New Inflation Report Is an Unhappy Surprise

Consumer prices rise 0.1% in August, had been expected to decline
By John Johnson,  Newser Staff
Posted Sep 13, 2022 7:48 AM CDT
New Inflation Report Is an Unhappy Surprise
Gas prices continue to fall.   (AP Photo/Morry Gash, File)

Investors were fully expecting good news from the new monthly inflation report out Tuesday. But instead of declining, prices actually rose in August. Which means the Federal Reserve is all but certain to forge ahead with an aggressive rate hike at its Sept. 20-21 meeting. Details:

  • Monthly rise: Prices rose 0.1% in August from July, according to the Consumer Price Index, reports CNBC. Most analysts had forecast a decline of 0.1%. Investors were hoping for a sign that inflation had peaked.
  • Yearly increase: Compared to a year earlier, prices in August were up 8.3%, which is extremely high by historical standards, though below the annual figures of 8.5% in July and 9.1% in June, per the Wall Street Journal.
  • Market flips: Dow futures were up about 200 points before the report came out, with investors hoping an inflation cool-down would convince the Fed to temper its interest-rate hikes.
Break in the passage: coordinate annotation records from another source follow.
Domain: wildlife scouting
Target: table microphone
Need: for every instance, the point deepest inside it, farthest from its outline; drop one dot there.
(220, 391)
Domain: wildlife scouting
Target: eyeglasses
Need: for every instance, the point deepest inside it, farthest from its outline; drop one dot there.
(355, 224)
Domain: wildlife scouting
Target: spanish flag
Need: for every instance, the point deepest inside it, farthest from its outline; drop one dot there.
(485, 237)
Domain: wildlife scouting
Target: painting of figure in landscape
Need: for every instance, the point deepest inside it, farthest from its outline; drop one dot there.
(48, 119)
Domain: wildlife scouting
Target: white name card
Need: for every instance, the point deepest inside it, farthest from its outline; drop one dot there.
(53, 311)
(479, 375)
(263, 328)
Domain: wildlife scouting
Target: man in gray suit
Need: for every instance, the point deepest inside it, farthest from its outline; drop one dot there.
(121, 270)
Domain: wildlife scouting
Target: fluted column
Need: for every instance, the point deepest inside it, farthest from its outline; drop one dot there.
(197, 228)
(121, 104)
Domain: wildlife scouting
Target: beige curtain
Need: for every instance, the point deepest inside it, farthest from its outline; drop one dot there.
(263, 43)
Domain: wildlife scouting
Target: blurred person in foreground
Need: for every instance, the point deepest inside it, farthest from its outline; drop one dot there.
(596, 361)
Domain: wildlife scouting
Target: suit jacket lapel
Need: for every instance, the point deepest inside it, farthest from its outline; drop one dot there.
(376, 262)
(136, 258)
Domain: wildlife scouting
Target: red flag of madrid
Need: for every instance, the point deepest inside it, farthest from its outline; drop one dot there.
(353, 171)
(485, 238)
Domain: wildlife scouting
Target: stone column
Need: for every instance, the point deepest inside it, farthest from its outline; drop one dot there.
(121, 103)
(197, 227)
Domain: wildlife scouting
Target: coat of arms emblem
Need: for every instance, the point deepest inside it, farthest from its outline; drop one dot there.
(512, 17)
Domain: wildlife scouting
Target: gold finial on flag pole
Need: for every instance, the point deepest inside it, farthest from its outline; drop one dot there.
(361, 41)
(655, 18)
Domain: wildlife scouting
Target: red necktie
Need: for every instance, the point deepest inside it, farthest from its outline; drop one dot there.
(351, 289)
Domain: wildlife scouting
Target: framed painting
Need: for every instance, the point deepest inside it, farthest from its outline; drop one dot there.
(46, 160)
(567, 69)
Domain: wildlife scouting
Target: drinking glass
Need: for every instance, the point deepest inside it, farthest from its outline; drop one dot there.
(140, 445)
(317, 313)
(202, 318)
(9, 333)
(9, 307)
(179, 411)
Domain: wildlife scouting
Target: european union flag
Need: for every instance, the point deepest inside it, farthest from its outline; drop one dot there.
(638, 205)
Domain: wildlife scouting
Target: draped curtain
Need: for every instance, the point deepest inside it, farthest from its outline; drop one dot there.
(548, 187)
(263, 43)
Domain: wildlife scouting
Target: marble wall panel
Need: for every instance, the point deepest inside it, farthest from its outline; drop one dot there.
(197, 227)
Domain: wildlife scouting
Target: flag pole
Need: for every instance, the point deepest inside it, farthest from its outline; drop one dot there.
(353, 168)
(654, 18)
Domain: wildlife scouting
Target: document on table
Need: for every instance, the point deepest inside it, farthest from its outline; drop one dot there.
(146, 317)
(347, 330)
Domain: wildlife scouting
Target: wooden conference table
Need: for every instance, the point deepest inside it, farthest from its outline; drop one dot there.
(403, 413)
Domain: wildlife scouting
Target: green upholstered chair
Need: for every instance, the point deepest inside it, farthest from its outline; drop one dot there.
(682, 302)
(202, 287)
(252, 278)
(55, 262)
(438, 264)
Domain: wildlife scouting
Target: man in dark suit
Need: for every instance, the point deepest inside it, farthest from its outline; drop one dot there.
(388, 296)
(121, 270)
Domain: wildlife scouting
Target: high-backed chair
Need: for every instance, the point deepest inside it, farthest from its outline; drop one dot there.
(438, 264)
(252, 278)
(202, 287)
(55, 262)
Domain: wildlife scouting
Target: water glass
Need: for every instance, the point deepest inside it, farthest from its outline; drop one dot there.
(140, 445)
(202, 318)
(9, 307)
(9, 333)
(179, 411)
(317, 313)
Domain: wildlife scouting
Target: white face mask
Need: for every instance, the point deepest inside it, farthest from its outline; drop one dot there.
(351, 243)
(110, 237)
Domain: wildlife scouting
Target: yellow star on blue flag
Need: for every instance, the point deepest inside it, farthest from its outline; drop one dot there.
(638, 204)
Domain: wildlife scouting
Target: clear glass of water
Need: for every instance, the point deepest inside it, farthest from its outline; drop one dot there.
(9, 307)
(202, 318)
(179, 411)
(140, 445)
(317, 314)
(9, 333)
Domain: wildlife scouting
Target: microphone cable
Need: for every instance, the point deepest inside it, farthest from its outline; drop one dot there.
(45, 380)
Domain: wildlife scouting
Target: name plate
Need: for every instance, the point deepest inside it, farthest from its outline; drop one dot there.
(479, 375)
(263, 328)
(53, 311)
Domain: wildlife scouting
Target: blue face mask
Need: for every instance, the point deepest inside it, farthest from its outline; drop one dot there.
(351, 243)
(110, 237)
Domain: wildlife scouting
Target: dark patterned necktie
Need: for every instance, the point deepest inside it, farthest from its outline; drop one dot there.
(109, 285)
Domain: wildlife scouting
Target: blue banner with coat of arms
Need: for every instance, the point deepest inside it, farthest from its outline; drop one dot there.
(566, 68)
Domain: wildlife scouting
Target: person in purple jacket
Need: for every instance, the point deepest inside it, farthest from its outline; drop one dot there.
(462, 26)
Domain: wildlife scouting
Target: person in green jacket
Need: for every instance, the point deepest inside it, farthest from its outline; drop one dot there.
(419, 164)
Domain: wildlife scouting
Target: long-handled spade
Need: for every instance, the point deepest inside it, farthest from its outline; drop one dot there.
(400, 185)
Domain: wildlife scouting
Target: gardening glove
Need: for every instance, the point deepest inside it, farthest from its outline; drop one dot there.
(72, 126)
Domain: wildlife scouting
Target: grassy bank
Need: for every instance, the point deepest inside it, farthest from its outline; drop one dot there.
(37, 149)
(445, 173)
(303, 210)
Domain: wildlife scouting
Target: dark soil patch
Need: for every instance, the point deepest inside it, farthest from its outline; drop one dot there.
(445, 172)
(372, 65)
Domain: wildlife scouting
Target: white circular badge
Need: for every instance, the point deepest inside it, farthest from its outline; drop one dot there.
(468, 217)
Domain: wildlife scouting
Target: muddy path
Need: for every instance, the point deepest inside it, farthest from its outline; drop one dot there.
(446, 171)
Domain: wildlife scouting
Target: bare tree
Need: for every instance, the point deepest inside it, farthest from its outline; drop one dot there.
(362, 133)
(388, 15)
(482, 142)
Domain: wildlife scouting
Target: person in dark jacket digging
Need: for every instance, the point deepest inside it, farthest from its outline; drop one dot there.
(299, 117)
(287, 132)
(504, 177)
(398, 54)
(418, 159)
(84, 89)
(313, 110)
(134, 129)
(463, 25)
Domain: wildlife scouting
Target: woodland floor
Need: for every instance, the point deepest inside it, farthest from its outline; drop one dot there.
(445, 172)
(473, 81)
But as soon as the report came out, Dow futures were down by 300 points, per CNBC.

  • The Fed: The new report is all but certain to keep the Fed "firmly in inflation-fighting mode," per the New York Times. Most observers expect another hike of three-quarters of a percentage point. “Inflation is far too high, and it is too soon to say whether inflation is moving meaningfully and persistently downward,” Christopher Waller, one of the Fed's governors, said last week. “This is a fight we cannot, and will not, walk away from.”